Hybrid modeling of cross-flow filtration: Predicting the flux evolution and duration of ultrafiltration processes (05/2020)
In this publication, we present a new hybrid model structure to predict the duration of crossflow ultrafiltration. We highlight the advantages of this approach compared to the film theory, show how it predicts batch and fed-batch filtrations and its use as a digital twin to evaluate the influences of various process parameters on ultrafiltration processes.
Comparison of Modeling Methods for DoE‐Based Holistic Upstream Process Characterization (02/2020)
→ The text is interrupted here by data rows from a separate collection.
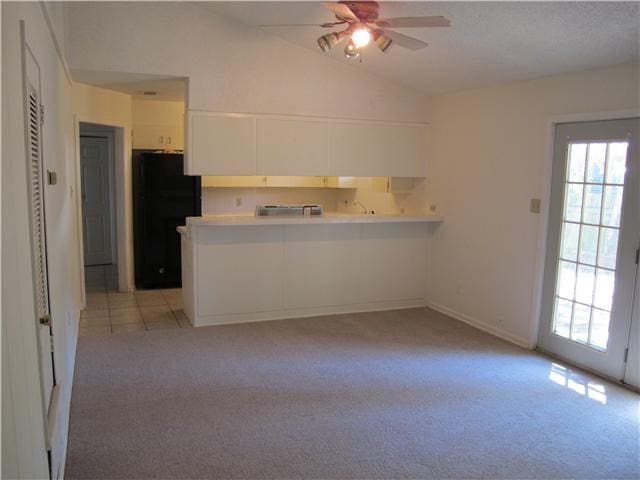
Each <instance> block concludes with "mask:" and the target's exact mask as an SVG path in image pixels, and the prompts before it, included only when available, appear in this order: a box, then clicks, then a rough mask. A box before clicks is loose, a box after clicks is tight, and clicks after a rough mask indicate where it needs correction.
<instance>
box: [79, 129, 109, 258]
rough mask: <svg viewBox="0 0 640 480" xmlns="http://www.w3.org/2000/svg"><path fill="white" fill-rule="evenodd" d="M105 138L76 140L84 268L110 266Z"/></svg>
mask: <svg viewBox="0 0 640 480" xmlns="http://www.w3.org/2000/svg"><path fill="white" fill-rule="evenodd" d="M109 154H110V152H109V139H108V138H106V137H85V136H82V137H80V166H81V178H82V228H83V232H84V263H85V265H105V264H111V263H114V258H113V250H112V244H111V237H112V235H111V228H112V209H111V179H110V170H111V169H110V162H109Z"/></svg>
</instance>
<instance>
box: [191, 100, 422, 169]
mask: <svg viewBox="0 0 640 480" xmlns="http://www.w3.org/2000/svg"><path fill="white" fill-rule="evenodd" d="M187 125H188V145H187V150H186V157H187V163H186V171H185V173H187V174H188V175H264V176H303V175H304V176H336V177H337V176H350V177H371V176H381V177H387V176H389V177H425V176H426V171H427V126H426V125H421V124H401V123H383V122H370V121H355V120H353V121H347V120H336V119H320V118H313V117H293V116H292V117H286V116H282V115H249V114H227V113H210V112H189V117H188V122H187Z"/></svg>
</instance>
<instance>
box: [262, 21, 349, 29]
mask: <svg viewBox="0 0 640 480" xmlns="http://www.w3.org/2000/svg"><path fill="white" fill-rule="evenodd" d="M343 23H346V22H327V23H283V24H273V23H272V24H270V25H256V26H257V27H261V28H268V27H322V28H331V27H335V26H336V25H342V24H343Z"/></svg>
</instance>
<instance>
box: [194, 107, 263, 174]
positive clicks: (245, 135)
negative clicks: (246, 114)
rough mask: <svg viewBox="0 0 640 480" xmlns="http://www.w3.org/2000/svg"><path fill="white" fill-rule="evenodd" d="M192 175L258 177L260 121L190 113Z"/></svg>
mask: <svg viewBox="0 0 640 480" xmlns="http://www.w3.org/2000/svg"><path fill="white" fill-rule="evenodd" d="M188 134H189V145H188V148H187V152H186V153H187V167H186V172H185V173H187V174H188V175H255V174H256V119H255V118H252V117H250V116H245V115H216V114H209V113H202V112H190V113H189V132H188Z"/></svg>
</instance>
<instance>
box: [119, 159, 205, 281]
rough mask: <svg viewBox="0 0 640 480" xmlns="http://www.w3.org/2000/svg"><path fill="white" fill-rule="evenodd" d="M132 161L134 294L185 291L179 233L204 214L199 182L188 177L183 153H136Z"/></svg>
mask: <svg viewBox="0 0 640 480" xmlns="http://www.w3.org/2000/svg"><path fill="white" fill-rule="evenodd" d="M132 160H133V225H134V227H133V238H134V265H135V281H136V288H177V287H181V286H182V271H181V263H180V262H181V260H180V250H181V249H180V234H179V233H178V232H177V231H176V227H178V226H180V225H185V219H186V217H193V216H199V215H200V214H201V203H200V191H201V190H200V177H195V176H187V175H185V174H184V167H183V155H182V154H181V153H153V152H151V151H144V150H134V151H133V155H132Z"/></svg>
To outline the limitations and shortcomings of state of the art modeling techniques, we performed an extensive DoE study and compared the well-established response surface and black-box model methodologies with more advanced hybrid modeling. We demonstrate that hybrid models are superior to these techniques and possess advantageous features for implementing advanced process control tools.
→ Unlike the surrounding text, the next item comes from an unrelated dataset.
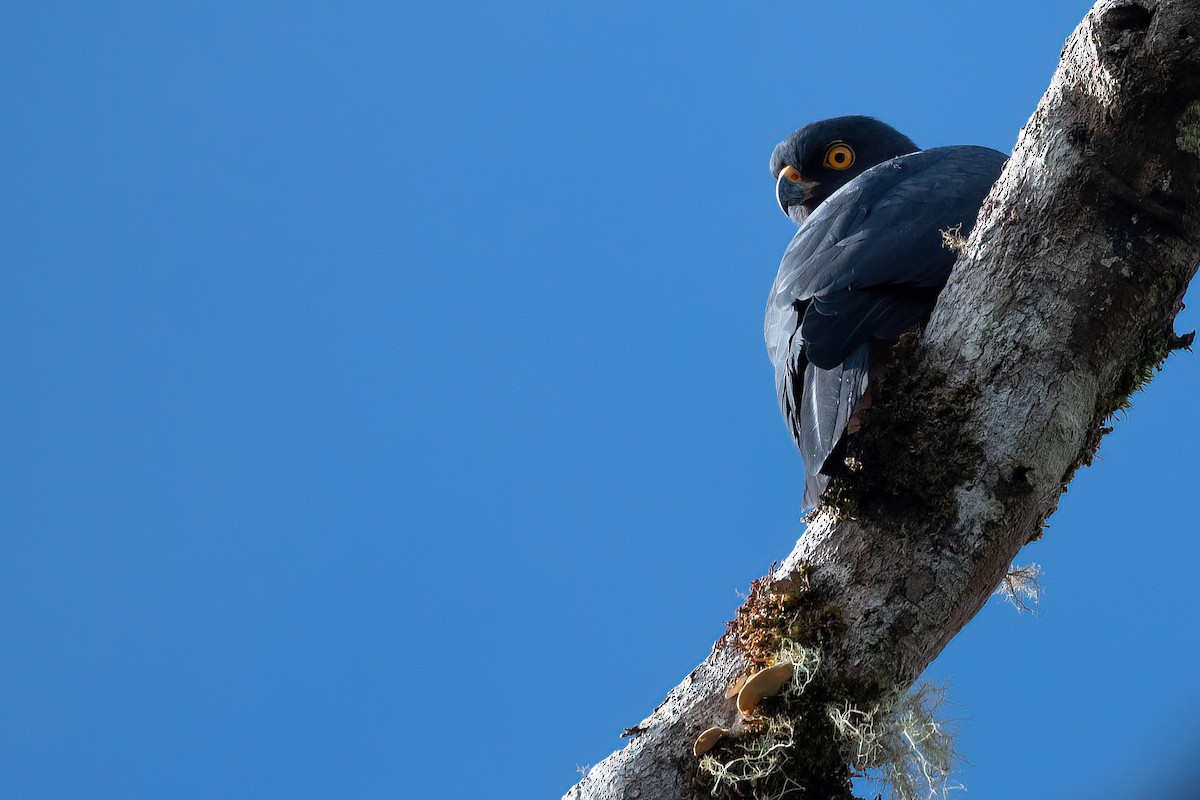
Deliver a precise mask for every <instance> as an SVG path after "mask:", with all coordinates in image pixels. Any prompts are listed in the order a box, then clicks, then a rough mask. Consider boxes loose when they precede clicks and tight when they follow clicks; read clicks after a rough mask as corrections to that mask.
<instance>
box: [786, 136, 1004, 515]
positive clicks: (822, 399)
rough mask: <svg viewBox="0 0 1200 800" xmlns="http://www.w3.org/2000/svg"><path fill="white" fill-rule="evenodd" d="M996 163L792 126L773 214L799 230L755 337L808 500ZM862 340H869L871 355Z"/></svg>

Soft sensor based on 2D‐fluorescence and process data enabling real‐time estimation of biomass in Escherichia coli cultivations (10/2019)
In this publication, we present the complete workflow to develop an accurate biomass soft sensor, from process data collection to implementing the final model. By the additional use of an advanced 2D-fluorescence sensor, a deeper examination of the cells' metabolism was possible, facilitating deeper process understanding.
The shortcomings of accurate rate estimations in cultivation processes and a solution for precise and robust process modeling (09/2019)
Herein, we deal with the established but disadvantageous state of the art techniques to calculate specific rates in upstream processes. Consecutively, we present a highly precise and robust method, which is not susceptible to analytical errors, enabling batch to batch comparability and closer process investigation.
Other scientific contributions
Beyond Purely Data-Driven Strategies for Efficient Knowledge Management in the Process Industries (09/2019)
This article provides an overview of the current situation in the biopharmaceutical industry and gives an understanding of the advantages of incorporating data and process knowledge to achieve the highest possible benefits for the business.
Bioprocess Characterization: What’s the Fuss? (06/2019)
Dealing with bioprocess characterization, Mark provides a comprehensive overview of the necessity and importance of this process task but also shortcomings incorporated in the current implementation, e.g., a high number of required experiments to gain sufficient process knowledge. To overcome these, implemented features of the Novasign toolbox, such as hybrid modeling and digital twin applications as well as intensified DoE, can be applied.
Hybrid Modeling and Intensified DoE Enabling Faster Process Development, Soft Sensors and Model Predictive Control
Mark presented how to efficiently combine process knowledge with process data into one beneficial hybrid model structure for bioprocess development. On the basis of our use cases, he pinpoints the huge saving of time, and how to use these models for soft-sensing and model predictive control for both up- and downstream.
Empowering Artificial Intelligence and Process Knowledge using Hybrid Models to speed up Bioprocess Development significantly
In the course of this webinar, Mark presents the advantages of combining process data and process knowledge into one beneficial hybrid model structure for bioprocess development. On the basis of our use cases, he pinpoints the huge saving of time and thereto related expenses.
Soft Sensors for Bioprocess Monitoring
In this interview with the editor of the BioProcess International magazine, addressing intelligent biomanufacturing, Benjamin talks about soft sensors, their application area, implementation as well as current limitations and how to overcome these.